Ginsberg ist nicht in diesen Drogen, die Ihr nie probiert habt, Ginsberg ist nicht in den Märchenländern, die Ihr nie saht, Ginsberg ist sowenig in Euren Seitensprüngen wie in Euren Schick-schick-Brillen, nicht in

Eurem zerfledderten Kerouac‘ und nicht im Heulen der elektronischen Liturgie. Selbst wenn Ihr zu den Fotos flieht, die Ginsberg zeitlebens aus seiner Kodak zog, um das heilige WIR singen zu können, werdet Ihr dort nichts finden außer Euren eigenen Kompromissen, Defiziten und Desastern. Everybody is just a little bit homosexual. Wer will denn da heute noch lang? 500 Schwänze lecken, 1000 gotteslästerliche Exzesse, x-mal Knast und Ekstase. Um dann in einem Zen-Kloster auf den Füßen zu sitzen.

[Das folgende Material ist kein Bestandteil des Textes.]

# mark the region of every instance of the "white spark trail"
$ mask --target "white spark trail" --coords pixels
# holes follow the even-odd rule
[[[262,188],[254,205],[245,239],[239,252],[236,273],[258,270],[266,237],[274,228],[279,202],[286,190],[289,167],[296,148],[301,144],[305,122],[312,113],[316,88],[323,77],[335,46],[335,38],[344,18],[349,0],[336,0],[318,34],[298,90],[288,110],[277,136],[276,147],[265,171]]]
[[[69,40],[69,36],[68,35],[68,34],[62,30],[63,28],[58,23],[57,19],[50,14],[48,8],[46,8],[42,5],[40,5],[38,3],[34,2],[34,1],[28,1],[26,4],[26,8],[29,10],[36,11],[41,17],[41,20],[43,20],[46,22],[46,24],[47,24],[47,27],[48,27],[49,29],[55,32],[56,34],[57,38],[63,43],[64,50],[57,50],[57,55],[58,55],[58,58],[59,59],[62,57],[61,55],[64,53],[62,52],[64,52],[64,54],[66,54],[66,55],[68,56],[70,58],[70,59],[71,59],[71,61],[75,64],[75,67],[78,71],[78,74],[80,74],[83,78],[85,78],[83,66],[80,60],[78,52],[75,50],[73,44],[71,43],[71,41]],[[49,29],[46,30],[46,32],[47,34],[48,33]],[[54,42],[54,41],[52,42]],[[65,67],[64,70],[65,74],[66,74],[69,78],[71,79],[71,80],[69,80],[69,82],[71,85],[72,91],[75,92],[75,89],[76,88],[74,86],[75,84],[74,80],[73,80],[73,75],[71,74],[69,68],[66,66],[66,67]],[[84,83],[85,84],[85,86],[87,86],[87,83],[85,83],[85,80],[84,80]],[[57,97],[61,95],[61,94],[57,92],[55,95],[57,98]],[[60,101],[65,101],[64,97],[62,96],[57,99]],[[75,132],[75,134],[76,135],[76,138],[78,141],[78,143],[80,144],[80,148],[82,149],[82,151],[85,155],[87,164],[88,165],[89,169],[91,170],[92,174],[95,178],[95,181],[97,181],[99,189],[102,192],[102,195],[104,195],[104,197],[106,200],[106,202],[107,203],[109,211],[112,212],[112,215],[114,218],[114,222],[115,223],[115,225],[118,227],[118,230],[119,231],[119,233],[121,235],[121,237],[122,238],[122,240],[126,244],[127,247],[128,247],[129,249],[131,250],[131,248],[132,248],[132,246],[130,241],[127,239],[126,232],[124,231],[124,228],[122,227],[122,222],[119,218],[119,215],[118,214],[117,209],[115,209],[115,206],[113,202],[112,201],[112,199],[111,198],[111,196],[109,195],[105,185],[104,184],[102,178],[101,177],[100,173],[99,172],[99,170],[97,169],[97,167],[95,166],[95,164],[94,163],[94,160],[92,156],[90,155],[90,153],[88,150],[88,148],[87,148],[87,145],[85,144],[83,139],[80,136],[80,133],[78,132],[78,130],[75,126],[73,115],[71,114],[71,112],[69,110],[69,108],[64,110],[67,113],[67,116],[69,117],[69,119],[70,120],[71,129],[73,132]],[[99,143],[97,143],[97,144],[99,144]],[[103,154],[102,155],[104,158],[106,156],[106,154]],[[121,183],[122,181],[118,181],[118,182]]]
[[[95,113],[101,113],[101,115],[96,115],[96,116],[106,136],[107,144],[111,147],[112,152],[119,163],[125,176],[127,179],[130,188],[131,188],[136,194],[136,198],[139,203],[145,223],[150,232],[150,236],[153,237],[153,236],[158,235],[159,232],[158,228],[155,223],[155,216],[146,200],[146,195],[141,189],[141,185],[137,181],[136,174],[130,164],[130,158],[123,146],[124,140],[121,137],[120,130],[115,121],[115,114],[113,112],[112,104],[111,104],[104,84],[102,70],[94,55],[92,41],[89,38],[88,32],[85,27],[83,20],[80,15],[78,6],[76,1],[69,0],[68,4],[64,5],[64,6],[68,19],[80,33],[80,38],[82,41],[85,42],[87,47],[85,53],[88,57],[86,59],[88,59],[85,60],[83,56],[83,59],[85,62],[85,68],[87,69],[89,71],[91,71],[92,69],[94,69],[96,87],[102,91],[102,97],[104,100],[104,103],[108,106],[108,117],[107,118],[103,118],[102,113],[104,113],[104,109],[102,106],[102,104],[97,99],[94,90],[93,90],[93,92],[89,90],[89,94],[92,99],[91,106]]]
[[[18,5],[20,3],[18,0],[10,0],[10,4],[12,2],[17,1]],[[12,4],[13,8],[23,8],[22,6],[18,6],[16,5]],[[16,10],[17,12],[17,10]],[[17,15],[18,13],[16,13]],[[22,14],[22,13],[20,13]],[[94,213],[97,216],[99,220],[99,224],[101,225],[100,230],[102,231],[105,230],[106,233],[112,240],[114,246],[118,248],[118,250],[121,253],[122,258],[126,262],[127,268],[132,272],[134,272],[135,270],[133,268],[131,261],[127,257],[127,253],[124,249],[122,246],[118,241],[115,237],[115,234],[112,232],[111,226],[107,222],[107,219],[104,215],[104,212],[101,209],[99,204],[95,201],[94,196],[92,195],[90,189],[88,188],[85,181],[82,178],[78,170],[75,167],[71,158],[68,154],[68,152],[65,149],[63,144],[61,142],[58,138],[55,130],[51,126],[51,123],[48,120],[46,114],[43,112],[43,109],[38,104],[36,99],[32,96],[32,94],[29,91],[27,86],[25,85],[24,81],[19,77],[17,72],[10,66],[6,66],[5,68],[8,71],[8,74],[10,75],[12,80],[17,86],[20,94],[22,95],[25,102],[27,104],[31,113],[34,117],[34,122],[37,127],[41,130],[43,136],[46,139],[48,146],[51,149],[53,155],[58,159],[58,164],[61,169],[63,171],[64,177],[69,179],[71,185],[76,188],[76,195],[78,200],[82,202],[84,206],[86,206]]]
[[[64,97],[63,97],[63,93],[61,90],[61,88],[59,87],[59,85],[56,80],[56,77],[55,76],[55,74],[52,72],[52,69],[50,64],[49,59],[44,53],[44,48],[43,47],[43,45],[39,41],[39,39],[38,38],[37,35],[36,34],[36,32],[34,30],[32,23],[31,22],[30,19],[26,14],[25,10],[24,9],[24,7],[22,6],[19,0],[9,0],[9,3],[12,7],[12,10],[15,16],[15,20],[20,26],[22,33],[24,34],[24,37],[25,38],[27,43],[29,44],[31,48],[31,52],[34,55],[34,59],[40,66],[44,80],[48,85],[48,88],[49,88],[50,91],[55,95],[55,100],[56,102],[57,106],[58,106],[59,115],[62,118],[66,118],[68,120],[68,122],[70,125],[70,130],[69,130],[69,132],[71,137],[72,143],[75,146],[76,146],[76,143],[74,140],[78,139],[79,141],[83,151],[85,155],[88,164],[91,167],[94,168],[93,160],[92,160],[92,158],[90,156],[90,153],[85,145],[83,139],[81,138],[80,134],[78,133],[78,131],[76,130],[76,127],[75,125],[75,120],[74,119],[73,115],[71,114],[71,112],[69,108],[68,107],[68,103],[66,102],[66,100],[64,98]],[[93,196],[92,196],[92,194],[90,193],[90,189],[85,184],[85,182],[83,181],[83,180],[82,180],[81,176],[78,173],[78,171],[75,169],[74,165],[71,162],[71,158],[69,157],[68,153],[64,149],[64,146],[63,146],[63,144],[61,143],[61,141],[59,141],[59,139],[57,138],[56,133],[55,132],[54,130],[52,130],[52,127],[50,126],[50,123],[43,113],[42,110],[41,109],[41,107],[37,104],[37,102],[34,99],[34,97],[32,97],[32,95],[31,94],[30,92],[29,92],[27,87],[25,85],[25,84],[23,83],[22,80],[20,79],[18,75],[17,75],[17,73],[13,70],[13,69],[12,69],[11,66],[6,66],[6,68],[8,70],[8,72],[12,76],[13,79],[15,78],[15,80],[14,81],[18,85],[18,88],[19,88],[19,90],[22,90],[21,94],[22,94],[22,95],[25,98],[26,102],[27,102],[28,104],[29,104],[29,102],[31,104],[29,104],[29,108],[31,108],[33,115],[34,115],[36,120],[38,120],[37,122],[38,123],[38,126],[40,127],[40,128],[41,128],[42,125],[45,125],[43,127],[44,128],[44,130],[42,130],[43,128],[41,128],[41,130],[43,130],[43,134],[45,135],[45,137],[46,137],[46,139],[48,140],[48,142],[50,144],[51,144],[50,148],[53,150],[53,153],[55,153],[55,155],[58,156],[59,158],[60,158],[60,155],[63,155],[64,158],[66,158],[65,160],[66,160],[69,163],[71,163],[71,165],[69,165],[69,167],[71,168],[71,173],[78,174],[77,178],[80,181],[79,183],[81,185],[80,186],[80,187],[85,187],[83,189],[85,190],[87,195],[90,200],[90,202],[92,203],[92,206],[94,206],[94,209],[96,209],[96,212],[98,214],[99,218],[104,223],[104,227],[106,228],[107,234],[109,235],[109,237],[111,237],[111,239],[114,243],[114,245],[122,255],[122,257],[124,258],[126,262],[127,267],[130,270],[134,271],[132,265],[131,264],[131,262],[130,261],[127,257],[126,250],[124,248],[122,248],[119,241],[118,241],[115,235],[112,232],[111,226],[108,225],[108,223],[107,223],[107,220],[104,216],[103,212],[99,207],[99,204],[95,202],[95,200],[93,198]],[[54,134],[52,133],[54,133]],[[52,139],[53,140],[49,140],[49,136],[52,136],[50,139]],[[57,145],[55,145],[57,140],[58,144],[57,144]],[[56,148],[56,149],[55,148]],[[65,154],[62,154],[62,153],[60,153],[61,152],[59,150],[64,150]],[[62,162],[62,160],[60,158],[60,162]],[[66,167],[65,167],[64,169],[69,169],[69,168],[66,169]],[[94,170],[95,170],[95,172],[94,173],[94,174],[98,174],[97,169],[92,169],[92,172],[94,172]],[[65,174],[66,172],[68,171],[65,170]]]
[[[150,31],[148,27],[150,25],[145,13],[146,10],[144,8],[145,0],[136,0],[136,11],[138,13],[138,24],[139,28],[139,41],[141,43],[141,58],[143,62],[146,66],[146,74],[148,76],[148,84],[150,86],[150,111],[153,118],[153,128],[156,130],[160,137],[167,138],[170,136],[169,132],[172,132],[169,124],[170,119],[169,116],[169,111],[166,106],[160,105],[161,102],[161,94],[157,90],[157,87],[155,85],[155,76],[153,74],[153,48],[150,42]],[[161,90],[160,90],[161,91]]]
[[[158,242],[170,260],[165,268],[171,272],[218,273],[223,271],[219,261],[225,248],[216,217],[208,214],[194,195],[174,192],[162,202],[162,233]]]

Wenn Ihr mir versprecht, heute drei mal das Wort „Freiheit“ auszusprechen, verrate ich Euch, wo Ginsberg die ganze Zeit gesteckt hat - er hatte über eine Transkarnation die Gestalt der Kartenverkäuferin angenommen und saß, immerfort eingeschüchtert lächelnd, im Foyer und trank Mineralwasser.